Parallel Efficient Global Optimization by Using the Minimum Energy Criterion
报告人:
Yubin Tian, Professor, Beijing Institute of Technology
邀请人:
Zhongzhi Bai, Professor
题目:
Parallel Efficient Global Optimization by Using the Minimum Energy Criterion
时间地点:
10:00-11:00 October 15(Saturday), Tencent Meeting ID: 535-573-704
摘要:
In optimization problems, the expensive black-box function implies severely restricted budgets in terms of evaluation. Some Bayesian optimization methods have been proposed to solve this problem, such as expected improvement (EI) and hierarchical expected improvement (HEI). However, most of these methods are nonparallel and use a one-point-at-a-time strategy. This study proposes a new parallel framework that uses the minimum energy criterion. This framework can reduce time cost by reducing the number of iterations and avoiding the local optimization trap by encouraging the exploration of the optimization space.
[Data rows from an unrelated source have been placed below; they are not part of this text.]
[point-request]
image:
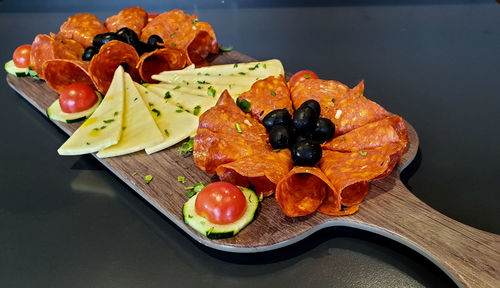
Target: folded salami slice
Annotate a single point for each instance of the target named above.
(82, 28)
(160, 60)
(218, 139)
(388, 130)
(267, 95)
(103, 64)
(350, 172)
(185, 32)
(262, 171)
(59, 73)
(347, 108)
(46, 47)
(134, 18)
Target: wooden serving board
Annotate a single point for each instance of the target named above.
(469, 256)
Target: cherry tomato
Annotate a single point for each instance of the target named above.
(77, 97)
(151, 16)
(221, 203)
(21, 56)
(301, 76)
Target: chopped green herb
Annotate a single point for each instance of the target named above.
(197, 109)
(154, 110)
(187, 146)
(211, 91)
(148, 178)
(243, 104)
(254, 67)
(238, 128)
(225, 49)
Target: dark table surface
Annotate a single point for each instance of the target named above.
(68, 222)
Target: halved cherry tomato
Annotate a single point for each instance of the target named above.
(21, 56)
(151, 16)
(77, 97)
(221, 203)
(301, 76)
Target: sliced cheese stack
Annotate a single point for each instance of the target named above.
(209, 82)
(104, 127)
(176, 124)
(139, 130)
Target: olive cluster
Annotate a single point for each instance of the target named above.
(302, 134)
(126, 35)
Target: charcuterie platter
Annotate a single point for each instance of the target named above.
(468, 255)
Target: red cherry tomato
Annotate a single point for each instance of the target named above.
(21, 56)
(221, 203)
(151, 16)
(77, 97)
(301, 76)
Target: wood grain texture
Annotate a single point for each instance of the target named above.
(469, 256)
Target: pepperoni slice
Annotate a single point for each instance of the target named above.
(134, 18)
(160, 60)
(267, 95)
(103, 64)
(82, 28)
(46, 47)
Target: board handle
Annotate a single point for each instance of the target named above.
(470, 257)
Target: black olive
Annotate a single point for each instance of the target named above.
(101, 39)
(304, 119)
(127, 35)
(89, 52)
(280, 137)
(153, 41)
(324, 130)
(306, 153)
(314, 105)
(277, 117)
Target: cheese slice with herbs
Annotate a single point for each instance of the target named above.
(104, 127)
(183, 100)
(176, 126)
(213, 80)
(139, 130)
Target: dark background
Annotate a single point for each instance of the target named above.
(67, 221)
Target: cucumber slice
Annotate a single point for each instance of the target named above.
(216, 231)
(11, 68)
(54, 112)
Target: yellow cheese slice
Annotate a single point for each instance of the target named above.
(139, 130)
(236, 78)
(104, 127)
(176, 126)
(184, 100)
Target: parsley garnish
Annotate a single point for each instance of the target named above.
(148, 178)
(211, 91)
(243, 104)
(187, 146)
(196, 110)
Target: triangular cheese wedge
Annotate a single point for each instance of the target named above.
(184, 101)
(176, 126)
(236, 78)
(104, 127)
(139, 128)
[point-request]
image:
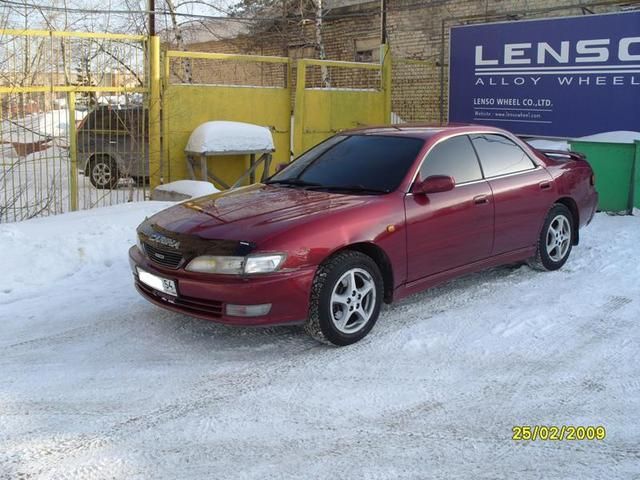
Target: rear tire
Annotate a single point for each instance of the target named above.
(346, 296)
(555, 240)
(103, 172)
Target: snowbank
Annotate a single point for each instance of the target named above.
(220, 137)
(37, 127)
(621, 136)
(185, 189)
(98, 383)
(43, 251)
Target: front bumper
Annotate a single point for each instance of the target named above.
(205, 296)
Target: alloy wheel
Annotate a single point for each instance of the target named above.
(558, 238)
(102, 173)
(353, 300)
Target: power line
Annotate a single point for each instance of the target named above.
(94, 11)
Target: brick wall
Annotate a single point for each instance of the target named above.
(414, 30)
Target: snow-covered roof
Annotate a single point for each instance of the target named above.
(223, 138)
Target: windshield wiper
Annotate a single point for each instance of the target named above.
(296, 182)
(349, 188)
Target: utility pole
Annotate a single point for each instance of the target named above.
(152, 17)
(383, 21)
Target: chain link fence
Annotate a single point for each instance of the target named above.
(415, 91)
(73, 129)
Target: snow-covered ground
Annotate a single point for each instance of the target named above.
(38, 185)
(97, 383)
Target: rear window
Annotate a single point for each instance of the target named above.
(369, 161)
(500, 156)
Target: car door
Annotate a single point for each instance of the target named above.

We also propose a shrink-augment strategy to correct the local surrogate model for the black-box function by placing more points around the true optima, which could also benefit the optimization. Some numerical experiments are also presented to compare the new method with popular existing methods. The results show the superiority of our proposed method over other Bayesian methods due to delivering better results with fewer iterations.